Even those who remained in Trump’s corner, like Richard Burr of North Carolina, made sure not to repeat New Hampshire Senator Kelly Ayotte’s gaffe last week that Trump was “absolutely” a role model for children.

“Both candidates proved they are not role models for the next generation, but we don’t get to pick now any additional folks to run, so we have to pick who we best think meets the way forward in the future,” Burr told reporters in North Carolina Monday.

Sticking With Trump

Roy Blunt of Missouri remained one of the most pro-Trump of the vulnerable senators, quickly praising him for apologizing for his remarks on the 11-year-old tape, even as a number of his colleagues -- Ayotte, Rob Portman of Ohio, John McCain of Arizona and others took the opportunity to leap off the Trump train.

Senator Pat Toomey of Pennsylvania, who is being challenged by Democrat Katie McGinty, faulted both Trump and Clinton and hasn’t said which candidate he’ll support.

Senate Democrats and their candidates, meanwhile, launched fresh attacks on Republicans for either standing by Trump until now or for still standing by him.

"The time for courage has passed, and the agonized twisting and turning we’ve seen in recent days is simply too little, too late," said Sadie Weiner, communications director of the Democratic Senatorial Campaign Committee.

No More Questions

On the House side, some Republicans appeared to be taking Ryan’s advice to find their own path.

Representative Charlie Dent of Pennsylvania, a leader of a group of House Republican centrists, said he told colleagues that it was time to drop Trump because he had already damaged the party.

"There is a battle going on for the soul of the party," Dent said in an interview. "There will be a reckoning after the election."

Representative Mike Bishop of Michigan, said Monday in a statement that Trump wasn’t his first or second choice for a nominee, but that starting now, "I will not answer any more questions regarding Donald Trump."

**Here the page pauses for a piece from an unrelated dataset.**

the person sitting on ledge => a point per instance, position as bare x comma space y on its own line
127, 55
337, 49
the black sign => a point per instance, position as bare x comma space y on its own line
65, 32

Ryan said during the conference call that he’ll seek to keep the House and Senate majorities by campaigning in 17 states and 42 cities in October, with more planned. 

How well his strategy of distancing himself and Republican congressional candidates can work is debatable, analysts say.

"As Trump’s numbers crater many House and Senate Republicans will find themselves on the wrong side of polling trends," said Joshua Huder, a senior fellow at the Government Affairs Institute at Georgetown University in Washington. "They can only distance themselves so much."

"Either it divides their base or it deflates turnout. Neither bodes well for Republican incumbents sitting on or near the fence," Huder said.

David Catalfamo, a Republican strategist from New York state and a participant in the effort to draft Ryan for president earlier this year, had a more positive view.

"I think voters distinguish between Trump and down ballot candidates," he said. "The big X factor is what the impact is on turnout. If too many of our GOP voters get turned off or think it’s a blowout and don’t come out it will be a problem."